27 Maret 2009

Kutu Loncat

SKETSA

Semarang, 26 Maret 2009
Kutu Loncat
Oleh Anindityo Wicaksono
(Sumber Gambar: http://www.richard-seaman.com)

PEMAHAMAN akan potensi diri ramai digadang-gadang penulis-penulis buku motivasi sebagai salah satu kunci kesuksesan. Dituliskan bahwa kita harus mengetahui kepribadian, minat, dan tingkat kemampuan diri sebelum melangkah memasuki gerbang kehidupan. Bagi mahasiswa, gerbang ini berujung pada realitas yang pelik: dunia kerja.

Pasalnya, dunia kerja adalah kompleksitas yang penuh dengan serba persoalan dan pergulatan. Setidaknya, dengan mengenali diri sendiri--bersamaan dengan pemahaman kemampuan diri--kita dapat memutuskan bidang apa yang menjadi panggilan kita untuk berkarya di kehidupan.

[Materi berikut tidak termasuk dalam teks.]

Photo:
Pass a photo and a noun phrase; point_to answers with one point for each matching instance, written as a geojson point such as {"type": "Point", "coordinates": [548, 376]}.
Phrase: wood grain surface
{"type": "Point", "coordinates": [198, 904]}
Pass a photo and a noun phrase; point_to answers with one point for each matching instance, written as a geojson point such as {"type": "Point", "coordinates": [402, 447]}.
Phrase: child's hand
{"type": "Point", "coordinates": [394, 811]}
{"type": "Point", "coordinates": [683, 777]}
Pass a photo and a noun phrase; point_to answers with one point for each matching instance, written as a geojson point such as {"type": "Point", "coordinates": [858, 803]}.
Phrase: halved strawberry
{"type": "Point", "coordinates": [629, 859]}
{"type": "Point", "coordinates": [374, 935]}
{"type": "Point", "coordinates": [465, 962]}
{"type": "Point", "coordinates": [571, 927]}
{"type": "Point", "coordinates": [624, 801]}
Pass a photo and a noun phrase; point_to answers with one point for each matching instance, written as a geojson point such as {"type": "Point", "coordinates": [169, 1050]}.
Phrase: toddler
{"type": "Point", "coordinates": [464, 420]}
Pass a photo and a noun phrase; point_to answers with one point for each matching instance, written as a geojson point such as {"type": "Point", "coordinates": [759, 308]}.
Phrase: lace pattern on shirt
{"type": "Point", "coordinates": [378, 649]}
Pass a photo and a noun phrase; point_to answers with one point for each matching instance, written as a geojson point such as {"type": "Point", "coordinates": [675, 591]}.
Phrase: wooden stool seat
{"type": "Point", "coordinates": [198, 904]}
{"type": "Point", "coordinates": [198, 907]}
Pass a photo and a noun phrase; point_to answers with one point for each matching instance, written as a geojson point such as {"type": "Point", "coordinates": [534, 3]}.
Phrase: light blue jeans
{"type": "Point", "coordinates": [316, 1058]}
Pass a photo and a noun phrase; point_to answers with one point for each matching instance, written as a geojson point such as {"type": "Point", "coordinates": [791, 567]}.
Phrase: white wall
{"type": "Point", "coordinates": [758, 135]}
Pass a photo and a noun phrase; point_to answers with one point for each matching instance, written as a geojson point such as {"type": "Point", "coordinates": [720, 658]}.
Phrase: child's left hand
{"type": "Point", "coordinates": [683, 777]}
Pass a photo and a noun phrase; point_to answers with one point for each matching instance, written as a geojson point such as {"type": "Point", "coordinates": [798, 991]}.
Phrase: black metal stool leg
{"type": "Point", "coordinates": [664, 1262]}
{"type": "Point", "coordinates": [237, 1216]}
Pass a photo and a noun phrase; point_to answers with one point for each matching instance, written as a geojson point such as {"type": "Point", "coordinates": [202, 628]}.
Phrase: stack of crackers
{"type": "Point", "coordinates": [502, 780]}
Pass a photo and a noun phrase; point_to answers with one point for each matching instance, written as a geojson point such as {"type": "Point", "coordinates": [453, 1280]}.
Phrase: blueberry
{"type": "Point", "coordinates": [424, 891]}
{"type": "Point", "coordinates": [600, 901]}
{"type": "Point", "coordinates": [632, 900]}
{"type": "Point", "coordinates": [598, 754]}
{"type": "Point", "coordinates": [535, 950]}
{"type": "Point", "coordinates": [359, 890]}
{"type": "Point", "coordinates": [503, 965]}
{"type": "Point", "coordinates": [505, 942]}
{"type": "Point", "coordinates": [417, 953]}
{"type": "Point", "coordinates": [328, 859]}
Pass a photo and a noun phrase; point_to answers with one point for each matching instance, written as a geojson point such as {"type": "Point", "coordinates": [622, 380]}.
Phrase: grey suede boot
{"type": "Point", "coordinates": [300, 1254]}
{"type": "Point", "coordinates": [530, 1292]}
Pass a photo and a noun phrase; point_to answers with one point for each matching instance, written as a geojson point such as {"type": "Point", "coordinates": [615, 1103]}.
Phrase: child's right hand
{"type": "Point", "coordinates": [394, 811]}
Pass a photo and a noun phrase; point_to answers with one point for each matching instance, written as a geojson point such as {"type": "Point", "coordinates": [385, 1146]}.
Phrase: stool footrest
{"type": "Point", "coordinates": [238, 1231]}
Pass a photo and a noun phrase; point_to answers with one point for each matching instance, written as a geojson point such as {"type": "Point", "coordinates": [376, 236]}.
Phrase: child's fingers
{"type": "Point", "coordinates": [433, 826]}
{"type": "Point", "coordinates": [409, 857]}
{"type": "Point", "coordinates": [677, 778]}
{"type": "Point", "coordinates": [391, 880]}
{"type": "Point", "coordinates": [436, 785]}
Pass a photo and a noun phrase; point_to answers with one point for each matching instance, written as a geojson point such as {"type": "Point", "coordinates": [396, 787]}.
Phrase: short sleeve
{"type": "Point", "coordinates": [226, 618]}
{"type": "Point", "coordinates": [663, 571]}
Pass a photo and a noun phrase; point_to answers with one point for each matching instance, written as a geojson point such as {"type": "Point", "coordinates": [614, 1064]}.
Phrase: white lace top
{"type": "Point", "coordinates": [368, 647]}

Ada dua contoh cerita teman semasa kuliah saya dulu, Tunggul Joko (25) dan Surrahman (26). Keduanya pintar secara akademis. Mereka meraih gelar sarjana tepat waktu, empat tahun. Hal ini karena ketika kuliah, mereka memfokuskan diri pada kegiatan perkuliahan, tanpa komitmen berarti pada kegiatan-kegiatan ekstra kampus.

Hal ini berarti tak ada waktu di luar perkuliahan mereka yang hilang. Berbeda dengan para aktivis organisasi yang di luar serba tugas dan tuntutan kuliah, masih disibukkan dengan beragam kegiatan pada organisasi yang mereka ikuti.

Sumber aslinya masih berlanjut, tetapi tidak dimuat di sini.